En fait, une table potagère est tout simplement un bac de culture sur patte. À quel moment ce bac prend-il le nom de table ? Hum… difficile de répondre à cette question, mais disons que lorsque les dimensions du bac permettent de jardiner confortablement, assis ou debout, que la surface de culture offre la possibilité de cultiver plusieurs plantes et que le support du bac peut porter le nom de patte ou de pied, alors nous y sommes. En fait, la table potagère peut prendre de multiples formes, styles et dimensions. Mais pour être digne de cette appellation, deux points sont importants : la conception doit être faite avec un souci d’ergonomie pour l’utilisateur et l’ouvrage doit fournir les conditions nécessaires (dimensions, etc.) pour soutenir une production agronomique digne d’un potager.
Pour la ville ou la campagne ?
La table potagère est un ameublement de jardinage pour tous les lieux de vie. Si elle est la solution idéale pour les petits espaces bétonnés et construits, elle l’est tout autant pour les grands où il est pratique et agréable d’approcher le potager de la maison, de la cuisine et de l’espace de vie. La table potagère est tout simplement une méthode additionnelle de culture pour le jardinier, ne limitons pas son utilisation.
Où placer une table potagère ?
La table potagère peut être placée partout où il y a de la lumière. Cependant, le nombre d’heures d’ensoleillement qu’elle reçoit déterminera ce qu’on peut y produire.
Plus de six heures d’ensoleillement par jour permet la production de légumes fruits tels la tomate, le piment et l’aubergine, qui nécessitent le plein soleil pour être productifs.
Si la table est située à l’ombre ou la mi-ombre, les légumes feuilles comme la laitue, le kale, le bok choy, etc., ainsi que les fines herbes, deviennent les options les plus intéressantes pour avoir une récolte satisfaisante.
De façon générale, la production de feuilles nécessite moins d’énergie solaire que la production de fruits. Pour ce qui est des légumes racines, certains (radis, navets, chou rave, betterave) peuvent donner de bons résultats à la mi-ombre. C’est donc l’essai (et l’erreur) qui donnera l’heure juste pour chaque exposition et situation précise.
Les endroits chauds, comme un stationnement, un patio ou un mur au Sud et une terrasse sur un toit, stimulent la croissance des plants et leur productivité. De nombreuses plantes potagères (tomate, aubergine, concombre) bénéficient de cette chaleur pour leur développement ; une chaleur également transmise aux racines, qui prennent souvent du temps à se réchauffer en plein sol au printemps.

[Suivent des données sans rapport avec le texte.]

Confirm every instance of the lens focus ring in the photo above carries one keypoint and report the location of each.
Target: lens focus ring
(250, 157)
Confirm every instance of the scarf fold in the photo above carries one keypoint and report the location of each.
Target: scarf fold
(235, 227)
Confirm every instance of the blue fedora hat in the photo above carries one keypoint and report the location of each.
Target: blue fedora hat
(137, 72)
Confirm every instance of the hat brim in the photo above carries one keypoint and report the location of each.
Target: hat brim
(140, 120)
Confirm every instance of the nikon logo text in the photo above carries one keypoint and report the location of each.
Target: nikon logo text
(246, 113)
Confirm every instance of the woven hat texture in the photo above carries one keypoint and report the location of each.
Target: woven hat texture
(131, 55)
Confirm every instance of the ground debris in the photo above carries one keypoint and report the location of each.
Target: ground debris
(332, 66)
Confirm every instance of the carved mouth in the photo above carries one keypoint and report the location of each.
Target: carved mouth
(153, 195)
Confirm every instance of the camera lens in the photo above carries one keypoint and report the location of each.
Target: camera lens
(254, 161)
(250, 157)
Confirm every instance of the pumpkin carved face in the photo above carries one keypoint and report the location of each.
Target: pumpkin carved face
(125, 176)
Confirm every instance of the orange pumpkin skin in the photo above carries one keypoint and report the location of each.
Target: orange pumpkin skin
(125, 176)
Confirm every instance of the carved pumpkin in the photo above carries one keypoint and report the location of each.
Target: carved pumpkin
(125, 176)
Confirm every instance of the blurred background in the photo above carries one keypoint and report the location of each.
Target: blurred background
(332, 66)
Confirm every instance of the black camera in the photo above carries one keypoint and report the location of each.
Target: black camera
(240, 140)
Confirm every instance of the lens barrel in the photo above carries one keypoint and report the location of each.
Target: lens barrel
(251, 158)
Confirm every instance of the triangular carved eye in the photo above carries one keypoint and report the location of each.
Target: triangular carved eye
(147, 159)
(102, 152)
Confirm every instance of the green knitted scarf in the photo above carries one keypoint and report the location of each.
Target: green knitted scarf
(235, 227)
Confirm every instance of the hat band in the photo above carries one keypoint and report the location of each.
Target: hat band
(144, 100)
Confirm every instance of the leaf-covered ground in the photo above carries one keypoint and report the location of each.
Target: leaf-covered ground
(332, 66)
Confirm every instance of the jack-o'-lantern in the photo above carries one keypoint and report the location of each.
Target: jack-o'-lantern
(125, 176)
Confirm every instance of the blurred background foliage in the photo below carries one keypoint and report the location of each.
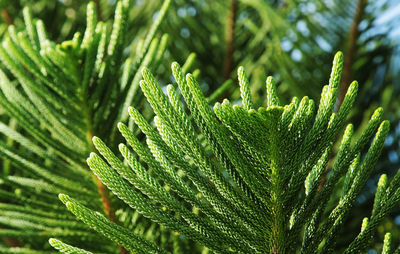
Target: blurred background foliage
(293, 40)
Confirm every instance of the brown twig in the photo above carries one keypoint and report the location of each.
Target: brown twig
(230, 39)
(348, 63)
(6, 16)
(98, 7)
(104, 195)
(351, 49)
(11, 242)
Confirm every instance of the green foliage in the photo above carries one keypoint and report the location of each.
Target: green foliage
(56, 97)
(237, 179)
(260, 177)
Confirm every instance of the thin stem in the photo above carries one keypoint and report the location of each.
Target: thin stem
(98, 7)
(6, 16)
(11, 242)
(230, 39)
(351, 49)
(100, 186)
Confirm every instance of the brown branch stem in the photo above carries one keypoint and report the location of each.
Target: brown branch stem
(98, 8)
(103, 193)
(351, 49)
(230, 39)
(6, 16)
(11, 242)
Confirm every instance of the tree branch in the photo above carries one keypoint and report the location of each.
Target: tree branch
(6, 16)
(351, 49)
(98, 7)
(230, 39)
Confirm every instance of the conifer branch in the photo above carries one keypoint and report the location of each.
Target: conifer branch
(230, 39)
(351, 50)
(6, 16)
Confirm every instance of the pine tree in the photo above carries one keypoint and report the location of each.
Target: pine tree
(56, 97)
(190, 178)
(241, 180)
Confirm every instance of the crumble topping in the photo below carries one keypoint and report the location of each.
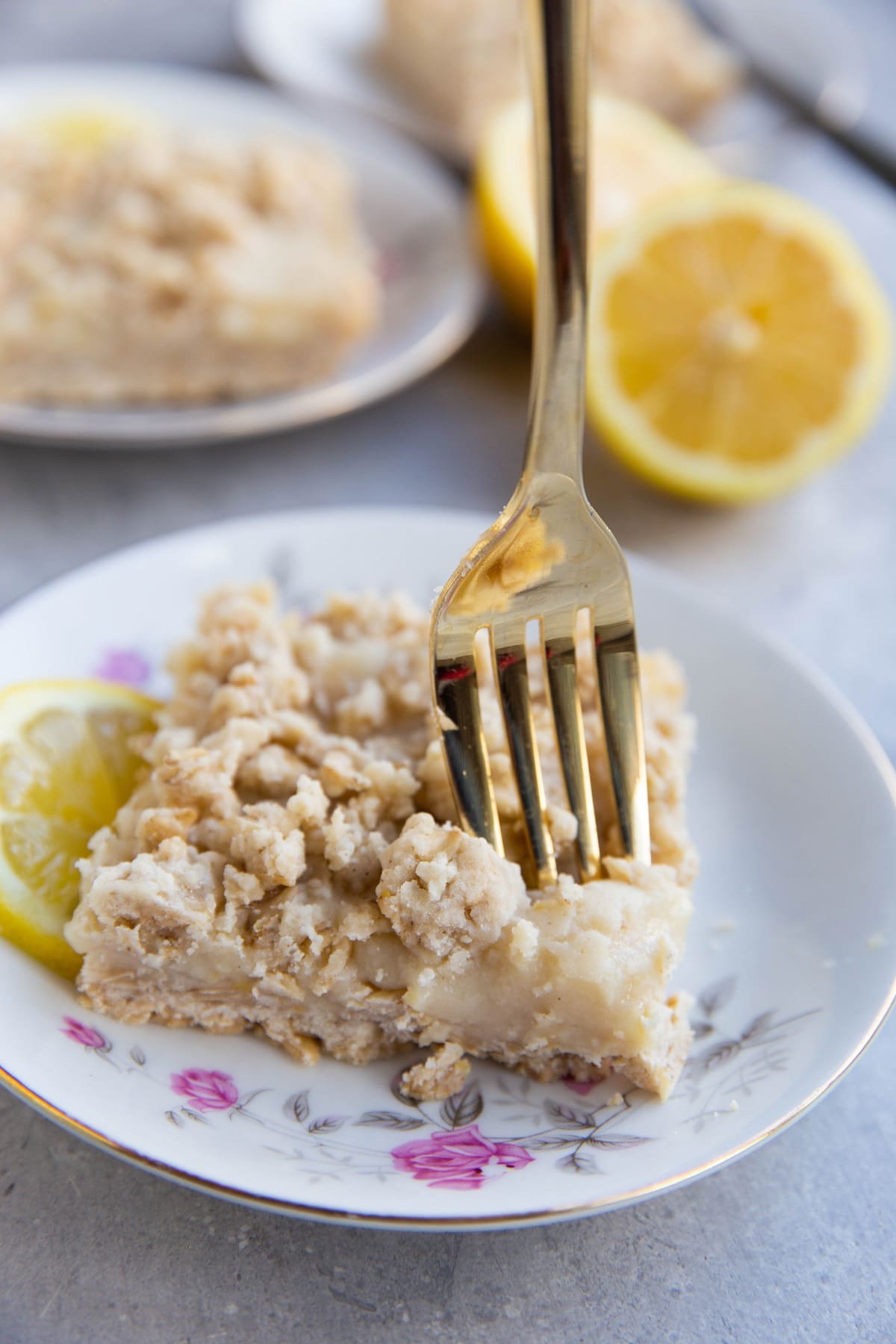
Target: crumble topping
(290, 862)
(167, 267)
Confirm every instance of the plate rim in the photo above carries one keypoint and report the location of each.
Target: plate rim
(203, 426)
(561, 1213)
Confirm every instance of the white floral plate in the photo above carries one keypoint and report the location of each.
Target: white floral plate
(415, 215)
(791, 952)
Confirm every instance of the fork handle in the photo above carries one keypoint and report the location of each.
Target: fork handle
(558, 40)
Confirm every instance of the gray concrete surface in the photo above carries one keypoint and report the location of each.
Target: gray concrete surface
(797, 1242)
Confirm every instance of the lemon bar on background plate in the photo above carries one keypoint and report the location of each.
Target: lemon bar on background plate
(148, 265)
(289, 862)
(462, 60)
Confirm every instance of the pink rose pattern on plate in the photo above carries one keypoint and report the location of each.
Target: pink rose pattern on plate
(206, 1089)
(453, 1154)
(84, 1035)
(457, 1159)
(124, 665)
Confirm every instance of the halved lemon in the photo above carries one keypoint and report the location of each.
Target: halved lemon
(66, 766)
(635, 158)
(736, 343)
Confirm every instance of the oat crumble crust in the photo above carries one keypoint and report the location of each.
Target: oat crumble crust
(173, 268)
(289, 863)
(462, 60)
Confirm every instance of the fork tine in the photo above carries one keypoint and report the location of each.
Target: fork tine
(620, 688)
(514, 685)
(574, 759)
(465, 750)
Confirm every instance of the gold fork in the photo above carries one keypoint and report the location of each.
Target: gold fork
(548, 556)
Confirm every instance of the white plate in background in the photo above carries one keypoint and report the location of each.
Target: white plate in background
(791, 952)
(414, 213)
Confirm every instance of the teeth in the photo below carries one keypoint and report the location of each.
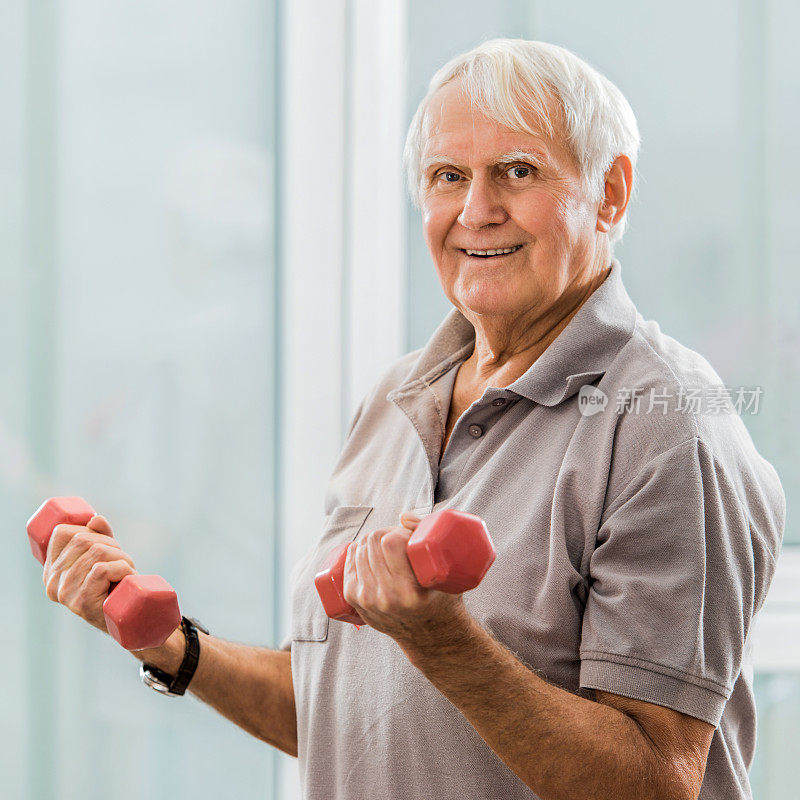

La table potagère permet d’élargir les possibilités d’installation d’un potager, en sortant des sentiers battus et choissisant des endroits non traditionnels. Très intéressant pour le jardinier amateur, ce type de potager peut être exploité par les entreprises pour leurs employés, par les commerces pour leur clientèle, par les écoles comme outil pédagogique, par les municipalités pour leurs citoyens, etc. ; sa simplicité et, selon le cas sa mobilité, en facilitent l’usage !
Substrat de culture
Le premier conseil est de ne jamais utiliser de la terre de plein champ. La terre n’est pas un produit adapté pour la culture en pots ou en bacs. C’est une mauvaise idée !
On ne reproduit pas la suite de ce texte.